BACKGROUND
Patient navigation (PN) programs have demonstrated efficacy in improving health outcomes for marginalized populations across a range of clinical contexts by addressing barriers to health care, including social determinants of health (SDoHs). However, it can be challenging for navigators to identify SDoHs by asking patients directly because of many factors, including patients’ reluctance to disclose information, communication barriers, and the variable resources and experience levels of patient navigators. Navigators could benefit from strategies that augment their ability to gather SDoH data. Machine learning can be leveraged as one of these strategies to identify SDoH-related barriers. This could further improve health outcomes, particularly in underserved populations.
OBJECTIVE
In this formative study, we explored novel machine learning–based approaches to predict SDoHs in 2 Chicago area PN studies. In the first approach, we applied machine learning to data that include comments and interaction details between patients and navigators, whereas the second approach augmented patients’ demographic information. This paper presents the results of these experiments and provides recommendations for data collection and the application of machine learning techniques more generally to the problem of predicting SDoHs.
METHODS
We conducted 2 experiments to explore the feasibility of using machine learning to predict patients’ SDoHs using data collected from PN research.
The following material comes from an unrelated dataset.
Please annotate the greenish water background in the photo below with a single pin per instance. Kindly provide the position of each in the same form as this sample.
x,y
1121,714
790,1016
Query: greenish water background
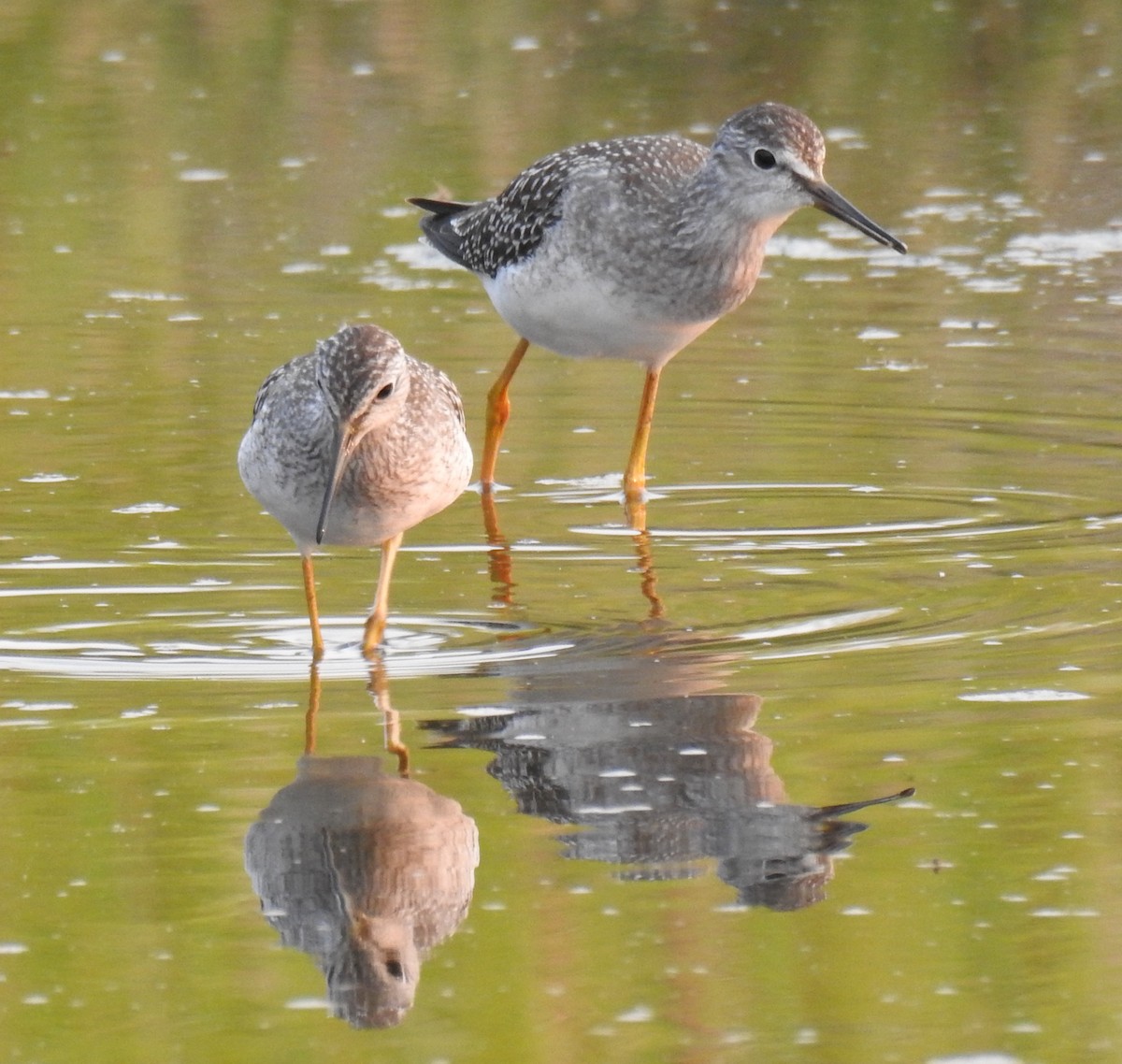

The machine learning algorithms were trained on data collected from 2 Chicago area PN studies. In the first experiment, we compared several machine learning algorithms (logistic regression, random forest, support vector machine, artificial neural network, and Gaussian naive Bayes) to predict SDoHs from both patient demographics and navigator’s encounter data over time. In the second experiment, we used multiclass classification with augmented information, such as transportation time to a hospital, to predict multiple SDoHs for each patient.
RESULTS
In the first experiment, the random forest classifier achieved the highest accuracy among the classifiers tested. The overall accuracy to predict SDoHs was 71.3%. In the second experiment, multiclass classification effectively predicted a few patients’ SDoHs based purely on demographic and augmented data. The best accuracy of these predictions overall was 73%. However, both experiments yielded high variability in individual SDoH predictions and correlations that become salient among SDoHs.
CONCLUSIONS
To our knowledge, this study is the first approach to applying PN encounter data and multiclass learning algorithms to predict SDoHs. The experiments discussed yielded valuable lessons, including the awareness of model limitations and bias, planning for standardization of data sources and measurement, and the need to identify and anticipate the intersectionality and clustering of SDoHs. Although our focus was on predicting patients’ SDoHs, machine learning can have a broad range of applications in the field of PN, from tailoring intervention delivery (eg, supporting PN decision-making) to informing resource allocation for measurement, and PN supervision.